Commission/inducement based sales have been a hot topic in the EU and certain Member States for some years now and following on from the IDD and MiFID implementation, the Central Bank held a public consultation on the payment of commissions to intermediaries between November 2017 and March this year – also known as CP116.

The Central Bank have informed me that a total of eighteen responses were received. The Consultation Paper proposed enhancing protections for consumers when seeking advice from financial intermediaries.

This includes proposals for stricter rules on how intermediaries can be paid commission or other inducements by the firms whose products they sell.

The Central Bank has yet to publish the responses to the consultation, as it is still considering them.
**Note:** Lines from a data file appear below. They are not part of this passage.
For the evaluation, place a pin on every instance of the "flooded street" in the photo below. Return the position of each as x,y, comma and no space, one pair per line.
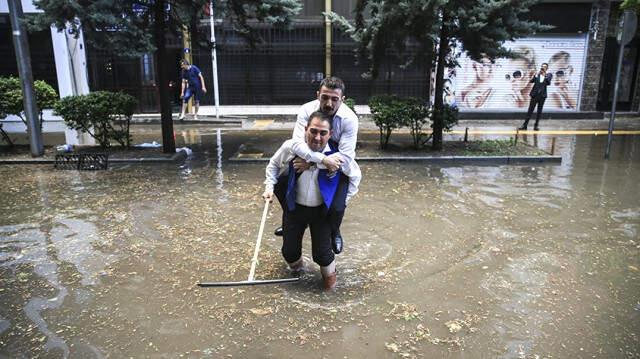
533,261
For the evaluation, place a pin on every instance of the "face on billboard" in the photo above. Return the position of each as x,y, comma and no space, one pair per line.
504,85
483,69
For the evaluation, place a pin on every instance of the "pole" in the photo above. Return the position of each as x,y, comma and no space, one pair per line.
214,60
615,100
23,57
328,39
186,49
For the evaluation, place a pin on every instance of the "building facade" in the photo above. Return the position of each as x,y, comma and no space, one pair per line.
288,65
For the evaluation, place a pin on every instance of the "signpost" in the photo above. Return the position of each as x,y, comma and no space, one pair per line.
626,32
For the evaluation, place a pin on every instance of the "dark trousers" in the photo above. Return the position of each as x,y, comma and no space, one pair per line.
296,222
539,101
336,212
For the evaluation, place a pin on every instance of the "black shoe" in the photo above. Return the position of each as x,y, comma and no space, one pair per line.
278,232
337,243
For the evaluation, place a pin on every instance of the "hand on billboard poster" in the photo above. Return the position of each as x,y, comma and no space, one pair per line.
520,70
563,93
476,94
449,93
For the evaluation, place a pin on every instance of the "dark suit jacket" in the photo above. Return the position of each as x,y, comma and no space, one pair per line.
540,88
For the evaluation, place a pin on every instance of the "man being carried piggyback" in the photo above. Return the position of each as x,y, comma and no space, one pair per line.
344,124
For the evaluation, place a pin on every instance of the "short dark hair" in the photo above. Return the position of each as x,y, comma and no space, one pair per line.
322,117
333,83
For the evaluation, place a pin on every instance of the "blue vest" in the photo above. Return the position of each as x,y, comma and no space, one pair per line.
328,184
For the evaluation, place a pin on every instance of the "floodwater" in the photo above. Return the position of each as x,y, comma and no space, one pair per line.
533,261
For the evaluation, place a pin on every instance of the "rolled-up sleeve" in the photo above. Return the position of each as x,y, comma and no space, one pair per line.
348,139
274,168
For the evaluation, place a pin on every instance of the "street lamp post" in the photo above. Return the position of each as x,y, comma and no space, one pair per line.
214,59
23,58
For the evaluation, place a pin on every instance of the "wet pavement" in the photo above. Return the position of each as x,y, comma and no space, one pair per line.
534,261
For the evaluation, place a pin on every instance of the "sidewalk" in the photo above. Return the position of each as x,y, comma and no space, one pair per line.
242,114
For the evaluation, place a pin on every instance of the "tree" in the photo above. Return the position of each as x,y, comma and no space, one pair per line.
434,28
132,28
12,102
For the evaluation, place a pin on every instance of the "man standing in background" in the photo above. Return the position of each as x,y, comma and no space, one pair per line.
538,95
192,86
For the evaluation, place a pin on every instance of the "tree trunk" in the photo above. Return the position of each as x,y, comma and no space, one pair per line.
168,141
443,51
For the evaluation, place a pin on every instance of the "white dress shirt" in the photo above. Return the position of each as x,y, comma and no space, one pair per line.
307,188
344,132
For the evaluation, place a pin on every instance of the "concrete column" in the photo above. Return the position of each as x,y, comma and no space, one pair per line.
599,24
71,70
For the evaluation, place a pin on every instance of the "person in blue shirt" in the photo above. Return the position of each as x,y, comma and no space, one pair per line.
192,86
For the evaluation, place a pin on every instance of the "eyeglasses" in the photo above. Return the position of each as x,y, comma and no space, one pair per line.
516,75
562,72
332,98
315,132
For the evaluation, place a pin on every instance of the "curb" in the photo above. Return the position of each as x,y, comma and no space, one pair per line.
178,156
490,160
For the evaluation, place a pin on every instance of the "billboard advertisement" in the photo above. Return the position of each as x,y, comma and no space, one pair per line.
504,85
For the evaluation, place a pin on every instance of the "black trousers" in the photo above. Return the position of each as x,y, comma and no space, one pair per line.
338,206
539,101
296,222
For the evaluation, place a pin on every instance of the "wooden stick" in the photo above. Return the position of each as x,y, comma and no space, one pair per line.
254,261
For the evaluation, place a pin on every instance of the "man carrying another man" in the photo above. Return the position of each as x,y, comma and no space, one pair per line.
310,194
344,124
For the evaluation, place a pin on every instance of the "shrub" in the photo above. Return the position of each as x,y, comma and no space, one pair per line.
11,100
415,114
386,111
449,116
105,116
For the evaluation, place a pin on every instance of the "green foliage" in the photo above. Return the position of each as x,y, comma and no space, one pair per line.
105,116
448,116
351,103
388,112
415,114
630,5
12,102
384,109
393,112
128,27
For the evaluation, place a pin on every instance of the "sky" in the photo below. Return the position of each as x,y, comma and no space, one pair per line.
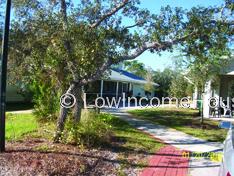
165,59
155,61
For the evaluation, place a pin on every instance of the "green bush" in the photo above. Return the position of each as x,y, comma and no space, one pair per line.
93,130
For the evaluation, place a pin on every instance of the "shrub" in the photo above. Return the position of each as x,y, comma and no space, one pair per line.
92,130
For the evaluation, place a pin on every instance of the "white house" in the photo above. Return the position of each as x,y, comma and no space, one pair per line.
118,82
223,90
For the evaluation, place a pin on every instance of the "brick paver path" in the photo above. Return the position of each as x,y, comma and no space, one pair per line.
168,161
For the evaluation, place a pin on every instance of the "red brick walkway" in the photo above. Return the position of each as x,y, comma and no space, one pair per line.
168,161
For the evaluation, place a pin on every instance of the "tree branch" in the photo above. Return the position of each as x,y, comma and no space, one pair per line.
110,13
134,25
154,45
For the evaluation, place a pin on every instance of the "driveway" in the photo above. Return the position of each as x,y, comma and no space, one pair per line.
198,166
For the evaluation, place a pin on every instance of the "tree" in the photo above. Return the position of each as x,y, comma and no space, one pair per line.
68,47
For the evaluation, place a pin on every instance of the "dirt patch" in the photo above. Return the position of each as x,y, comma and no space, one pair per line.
41,157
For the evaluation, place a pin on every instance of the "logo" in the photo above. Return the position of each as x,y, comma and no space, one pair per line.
67,100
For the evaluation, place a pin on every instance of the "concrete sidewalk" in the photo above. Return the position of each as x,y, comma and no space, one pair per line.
180,140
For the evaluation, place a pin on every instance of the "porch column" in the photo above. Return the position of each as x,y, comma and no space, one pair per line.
101,91
117,90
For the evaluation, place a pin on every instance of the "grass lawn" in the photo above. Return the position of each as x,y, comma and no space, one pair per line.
19,106
19,125
183,120
131,146
134,139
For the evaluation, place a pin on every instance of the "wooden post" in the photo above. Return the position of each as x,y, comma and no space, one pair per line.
117,90
3,75
101,91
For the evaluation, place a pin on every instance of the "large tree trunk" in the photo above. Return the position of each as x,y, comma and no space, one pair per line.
78,92
62,118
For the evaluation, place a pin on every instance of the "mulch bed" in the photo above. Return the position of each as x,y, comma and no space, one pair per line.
42,157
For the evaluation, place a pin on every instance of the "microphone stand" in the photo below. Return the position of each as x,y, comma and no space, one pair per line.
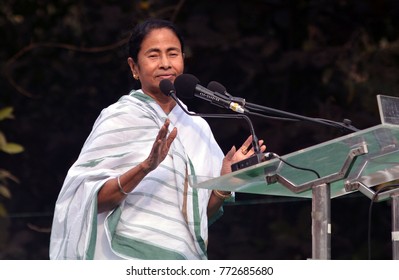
257,157
346,125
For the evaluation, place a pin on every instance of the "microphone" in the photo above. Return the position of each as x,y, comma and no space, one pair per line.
219,88
278,114
168,89
187,86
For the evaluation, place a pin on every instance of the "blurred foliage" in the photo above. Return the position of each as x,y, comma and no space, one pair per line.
63,62
6,176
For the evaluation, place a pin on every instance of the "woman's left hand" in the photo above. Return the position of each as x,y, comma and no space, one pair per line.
235,155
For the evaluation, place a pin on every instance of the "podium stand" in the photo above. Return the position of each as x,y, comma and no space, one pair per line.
360,161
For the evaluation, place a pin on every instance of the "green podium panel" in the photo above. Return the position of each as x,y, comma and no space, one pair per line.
369,157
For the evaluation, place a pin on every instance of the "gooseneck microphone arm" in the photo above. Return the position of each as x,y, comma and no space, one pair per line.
168,89
282,115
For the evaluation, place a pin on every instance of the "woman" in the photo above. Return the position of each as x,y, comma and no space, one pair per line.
128,196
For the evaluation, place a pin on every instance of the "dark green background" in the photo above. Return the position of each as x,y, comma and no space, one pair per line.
63,61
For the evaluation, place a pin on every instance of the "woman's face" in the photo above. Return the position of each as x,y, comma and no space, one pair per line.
160,57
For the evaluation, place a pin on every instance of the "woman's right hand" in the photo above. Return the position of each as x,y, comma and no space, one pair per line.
160,148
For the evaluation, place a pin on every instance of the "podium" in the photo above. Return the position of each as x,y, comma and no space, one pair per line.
365,161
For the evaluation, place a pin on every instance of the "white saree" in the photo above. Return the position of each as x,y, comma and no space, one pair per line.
163,217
I understand that it does, however, expect to finish its work and publish revised rules in this area early next year.

It is important to be aware that should the Bank decide in principle to proceed with implementing these CP116 proposals in the Consumer Protection Code, it is required to first consult with the Minister for Finance under the Central Bank Acts.

The Economy

I might turn now to wider issues of interest to you, specifically the economy and Brexit.  On the economy, the recovery is continuing at a robust pace.  GDP grew by 7.2 per cent in 2017 and GNP increased by 4.4 per cent.

I would stress that while the headline GDP figure can be exaggerated in an Irish context, other indicators such as consumer spending, employment and unemployment trends along with taxation receipts confirm the strong recovery.

GDP is forecast to expand by 7.5 per cent this year – although growth is expected to continue to be inflated by statistical factors including inter alia exports linked to intellectual property.  GDP is forecast to grow by 4.2 per cent next year.

There are now more people working in Ireland than ever before.  This employment growth has been broadly balanced across most sectors measured by the CSO and is clearly evident in the IFS sector.


On Brexit, everyone here will appreciate that this remains one of the biggest challenges facing us in the coming months.

Last week, the EU’s Chief Negotiator, Michel Barnier, informed the European Council that significant progress had been made in the withdrawal agreement between the EU and the UK.

This is a positive development, albeit against the background of our regret that Brexit is taking place.  The solidarity of our EU partners and institutions has been unwavering and our commitment to our EU membership is stronger than ever.

Crucially, we can confirm that the backstop arrangements in the draft Protocol on Ireland and Northern Ireland guarantee that there will be no hard border on the island of Ireland in any circumstances.

The finalised Agreement also secures transition, which is hugely important in giving certainty to citizens and businesses.  There is also agreement on the rights of EU and UK citizens, as well as on the financial settlement, which is extremely important for protecting current EU budgets.

We hope that we can now look ahead to the future relationship and focus on the considerable work that is required to agree it. It is very welcome that in the draft outline of the Political Declaration on the future EU-UK relationship, both sides express the hope that it should be as deep and comprehensive as possible.

We are not yet at the end of the road, there is further work ahead. It should be remembered that EU and UK negotiators have worked long and hard to get to this point. The EU approach throughout has been to develop a fair and generous offer for the UK and the finalised Agreement is the likely limit of what the EU side is prepared to agree.

We continue work to prepare for the UK’s exit.  Even with the best possible agreement, it is still the case that the UK is leaving the EU and this will bring change.  It is important that Ireland is ready for that change, for our citizens and our businesses.  We will continue our preparations for all scenarios.

Concluding Remarks

Finally, I would like to conclude by saying that I appreciate the opportunity to address this event and look forward to receiving your feedback and ideas on insurance reform and the sector in general.  I am sure you will all have an informative and engaging morning’.